Ripartire dall’identità è necessario ma è anche inevitabile, perché questa è l’unica possibilità che la Sicilia ha per rialzare la testa e pensare a un futuro concreto, in cui la cultura non sia solo vetrina. Si tratta, infatti, di un processo che investe naturalmente tutti i settori che possono garantire alla nostra terra uno sviluppo duraturo e consapevole.
Di che si tratta è presto detto: identità vuol dire mettere insieme beni culturali e archeologici, cultura teatrale e musicale, agricoltura, vini, ristorazione, mare, turismo, sotto un unico comune denominatore: la Sicilia, appunto.
Sembra una banalità, una scoperta dell’acqua calda, ma se pensiamo che nell’ultimo settantennio ha trionfato la logica dell’ognuno per sé e Dio per tutti, ovvero, quella dei compartimenti stagni non dialoganti fra loro, ci si accorge che in realtà si tratta di un’arma formidabile e autenticamente rivoluzionaria, proprio perché mai sperimentata in questa forma: la Sicilia quale identità da offrire al mondo. La Sicilia quale identità da imporre alla politica regionale e nazionale, affinché le scelte strategiche nel medio e nel lungo periodo sino tutte protese a realizzare questo obiettivo.
L’identità Sicilia è, perciò, un brand naturale nel quale a parlare è la nostra “specialità” in quanto, al contempo, isola (con tutto ciò che questo comporta) e più grande regione italiana: una regione eterogenea, un cosmo di possibilità che si offrono davanti ai nostri occhi.
Un universo, quello siciliano, che non a caso è rappresentato unitariamente dalla Trinacria, simbolo nel quale le tre gambe, i tre assi portanti, pur indicando apparentemente luoghi differenti, vanno in un’unica direzione e ruotano attorno a un unico centro. Ed è questo centro l’essenza stessa della Sicilia, che può e deve muovere una nuova politica che guardi alla nostra terra in modo diverso, perché attento osservatore.
È finito (fortunatamente) il tempo dell’assistenzialismo a pioggia che garantiva molti a scapito dello sviluppo ed è stata seppellita, soffocata dalla sua stessa ingordigia, l’era delle soluzioni clientelari bipartisan, grazie alle quali la Regione siciliana è stata considerata alla stregua di un bancomat da scassinare e svuotare.

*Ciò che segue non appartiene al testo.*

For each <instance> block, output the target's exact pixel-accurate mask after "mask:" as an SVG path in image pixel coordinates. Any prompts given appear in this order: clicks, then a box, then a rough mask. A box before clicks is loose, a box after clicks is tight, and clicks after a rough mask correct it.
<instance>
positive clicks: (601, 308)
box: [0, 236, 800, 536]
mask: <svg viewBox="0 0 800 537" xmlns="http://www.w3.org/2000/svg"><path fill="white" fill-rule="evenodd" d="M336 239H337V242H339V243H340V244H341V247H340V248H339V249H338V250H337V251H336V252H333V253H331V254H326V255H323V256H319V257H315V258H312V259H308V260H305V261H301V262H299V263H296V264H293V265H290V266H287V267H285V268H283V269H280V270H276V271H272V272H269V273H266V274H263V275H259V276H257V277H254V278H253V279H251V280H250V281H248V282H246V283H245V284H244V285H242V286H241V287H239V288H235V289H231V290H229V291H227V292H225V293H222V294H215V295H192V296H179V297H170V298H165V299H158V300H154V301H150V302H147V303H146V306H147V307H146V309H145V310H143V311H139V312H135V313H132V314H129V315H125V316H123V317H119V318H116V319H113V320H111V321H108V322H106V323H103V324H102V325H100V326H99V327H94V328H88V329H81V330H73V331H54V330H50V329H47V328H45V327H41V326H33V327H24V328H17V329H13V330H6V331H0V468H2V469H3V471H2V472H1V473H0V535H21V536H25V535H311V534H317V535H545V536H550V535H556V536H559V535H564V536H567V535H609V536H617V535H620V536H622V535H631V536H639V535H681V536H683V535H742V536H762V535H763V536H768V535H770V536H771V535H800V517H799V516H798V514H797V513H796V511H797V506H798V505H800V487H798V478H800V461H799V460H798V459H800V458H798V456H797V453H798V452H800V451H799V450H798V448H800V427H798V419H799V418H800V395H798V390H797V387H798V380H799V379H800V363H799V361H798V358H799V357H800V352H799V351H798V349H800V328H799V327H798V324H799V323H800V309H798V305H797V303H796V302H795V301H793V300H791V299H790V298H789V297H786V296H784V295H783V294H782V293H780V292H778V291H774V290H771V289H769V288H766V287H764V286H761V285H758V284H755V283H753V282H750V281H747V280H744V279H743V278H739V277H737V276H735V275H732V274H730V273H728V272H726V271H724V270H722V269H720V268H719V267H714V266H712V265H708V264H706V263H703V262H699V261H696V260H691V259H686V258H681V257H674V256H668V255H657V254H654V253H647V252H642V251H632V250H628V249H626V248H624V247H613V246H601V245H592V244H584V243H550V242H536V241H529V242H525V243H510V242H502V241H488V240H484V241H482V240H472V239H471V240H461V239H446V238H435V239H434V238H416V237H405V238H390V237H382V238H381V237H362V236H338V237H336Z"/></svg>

Occorre costruire un tempo tutto nostro, in cui l’identità non sia più una bandiera da sventolare strumentalmente di tanto in tanto nel nome di un’ipocrita “autonomia” barattabile al migliore offerente, ma il segno distintivo della nuova politica. Una politica giovane e bella, che comprenda e incarni questa grande sfida.